It is funny–in both the ha-ha and ironical senses–that those who often scream most loudly against the “death panel” meme often follow, sotto voce, ”But we need death panels.” The fact is that most of those in the technocratic classes want to medically discriminate against those who are seen as health care “takers” or perceived to have a lower quality of life.
They’re just not sure how to get from “here” to “there,” and retain popular support. (Hint: They can’t.)
Now in a Rolling Stone interview, Bill Gates joins the chorus. He says–like bioethicist Daniel Callahan–that we have to be careful about making technological improvements in medicine because we won’t want to make them available to all. From the interview:
G:…If you accelerate certain things but aren’t careful about whether you want to make those innovations available to everyone, then you’re intensifying the cost in such a way that you’ll overwhelm all the resources.

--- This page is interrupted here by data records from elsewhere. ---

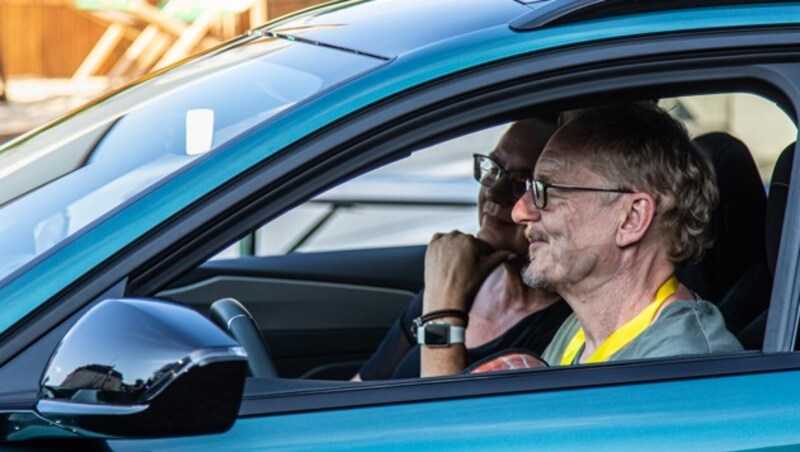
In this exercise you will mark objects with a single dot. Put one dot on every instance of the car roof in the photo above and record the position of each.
(389, 28)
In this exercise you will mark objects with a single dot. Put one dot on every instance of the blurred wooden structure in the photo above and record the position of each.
(50, 38)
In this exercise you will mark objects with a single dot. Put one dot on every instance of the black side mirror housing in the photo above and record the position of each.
(142, 368)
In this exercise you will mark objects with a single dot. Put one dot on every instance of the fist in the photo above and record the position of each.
(455, 266)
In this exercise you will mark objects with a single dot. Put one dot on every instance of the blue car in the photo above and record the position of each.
(115, 221)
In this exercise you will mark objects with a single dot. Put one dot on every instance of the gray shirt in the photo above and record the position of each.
(684, 327)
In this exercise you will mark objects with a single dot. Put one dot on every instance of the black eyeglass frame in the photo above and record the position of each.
(534, 185)
(516, 187)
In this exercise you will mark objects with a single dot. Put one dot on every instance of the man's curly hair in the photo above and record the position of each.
(640, 147)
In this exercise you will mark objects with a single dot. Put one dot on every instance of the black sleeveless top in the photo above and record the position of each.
(398, 354)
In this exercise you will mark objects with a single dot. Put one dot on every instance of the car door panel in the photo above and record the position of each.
(718, 413)
(322, 314)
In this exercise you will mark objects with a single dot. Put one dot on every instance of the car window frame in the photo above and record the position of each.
(170, 249)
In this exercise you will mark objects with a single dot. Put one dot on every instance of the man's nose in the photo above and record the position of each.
(499, 193)
(524, 211)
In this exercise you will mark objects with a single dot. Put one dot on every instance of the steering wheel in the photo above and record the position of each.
(234, 318)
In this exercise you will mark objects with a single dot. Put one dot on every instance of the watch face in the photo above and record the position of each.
(437, 334)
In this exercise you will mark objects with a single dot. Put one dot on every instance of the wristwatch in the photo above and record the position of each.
(439, 334)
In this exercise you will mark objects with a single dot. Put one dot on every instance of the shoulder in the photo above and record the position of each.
(553, 353)
(685, 327)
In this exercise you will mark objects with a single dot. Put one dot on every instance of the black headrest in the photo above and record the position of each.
(776, 205)
(736, 224)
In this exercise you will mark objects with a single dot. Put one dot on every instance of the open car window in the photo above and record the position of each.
(326, 280)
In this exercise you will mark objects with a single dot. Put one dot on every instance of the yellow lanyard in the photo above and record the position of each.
(626, 333)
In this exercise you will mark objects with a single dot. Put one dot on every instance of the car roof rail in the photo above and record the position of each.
(555, 12)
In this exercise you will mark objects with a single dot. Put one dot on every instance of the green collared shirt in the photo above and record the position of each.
(684, 327)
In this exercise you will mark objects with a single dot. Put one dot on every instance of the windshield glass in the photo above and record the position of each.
(57, 181)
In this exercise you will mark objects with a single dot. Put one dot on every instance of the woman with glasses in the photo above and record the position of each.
(504, 313)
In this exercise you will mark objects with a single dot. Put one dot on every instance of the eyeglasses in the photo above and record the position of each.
(489, 173)
(539, 190)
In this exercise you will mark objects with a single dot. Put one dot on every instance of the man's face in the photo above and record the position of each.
(516, 152)
(573, 236)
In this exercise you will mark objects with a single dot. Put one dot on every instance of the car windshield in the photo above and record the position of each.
(56, 181)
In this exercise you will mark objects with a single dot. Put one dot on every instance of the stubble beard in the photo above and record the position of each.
(535, 280)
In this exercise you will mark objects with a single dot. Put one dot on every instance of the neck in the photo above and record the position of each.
(606, 303)
(503, 293)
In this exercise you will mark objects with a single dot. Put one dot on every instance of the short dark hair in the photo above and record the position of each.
(640, 147)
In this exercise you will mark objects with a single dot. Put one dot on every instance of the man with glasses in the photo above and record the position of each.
(620, 197)
(497, 310)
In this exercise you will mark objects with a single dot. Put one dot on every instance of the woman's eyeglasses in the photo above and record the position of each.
(489, 173)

RS: Like million-dollar chemotherapy treatments.
G: Yeah, or organ transplants for people in their seventies from new artificial organs being grown. There is a lot of medical technology for which, unless you can make judgments about who should buy it, you will have to invade other government functions to find the money. Joint replacement is another example. There are four or five of these innovations down the pipe that are huge, huge things.
RS: Yeah, but when people start talking about these issues, we start hearing loaded phrases like “death panels” and suggestions that government bureaucrats are going to decide when it’s time to pull the plug on Grandma.
G: The idea that there aren’t trade-offs is an outrageous thing. Most countries know that there are trade-offs, but here, we manage to have the notion that there aren’t any. So that’s unfortunate, to not have people think, “Hey, there are finite resources here.”
But they do want to have the government (or bioethics committees delegated the task by government) decide “when to pull the plug on grandma.” Moreover, ”trade offs” is a code term in this context for death panels.
A few points I made about these matters at the World Affairs Council symposium on Obamacare earlier this week:
- Patients should be treated based on their individual circumstances, not as members of a “class” or group.
- Refusing wanted efficacious non-elective treatment is coercion–in essence, a duty to die.
- Death panels will destroy what shaky trust remains in our health care system, particularly, I think, among minority communities.
- Death panels undermine Hippocratic values and deprofessionalize medicine.
- Education is already promoting better, less expensive care decisions. Very few terminally ill people insist on ICU treatment at the end. Hospice participation now exceeds 40%.
- How can we justify refusing non-elective treatment based on invidious classifications when we keep expanding what we call “basic health care” to elective, life-style enhancing procedures and interventions? For example, in California today, gay and lesbian persons are legally entitled to expensive fertility treatments if they are covered by group health insurance–whether they are actually infertile or not. I only see this trend growing.
- If we have to cut back through regulatory changes, how about starting on elective interventions that don’t impact physical health? Medicare has paid countless millions on penile pumps and Viagra to allow 75-year-old men pretend they are 18 in the sack. I mean, c’mon!
Yes, we have to find ways to control medical costs. But not through death panels! Not through invidious discrimination depriving people of non-elective or necessary care, while payment for coverage of life-style enhancers continues to increase.
That approach is both morally wrong and politically unsustainable.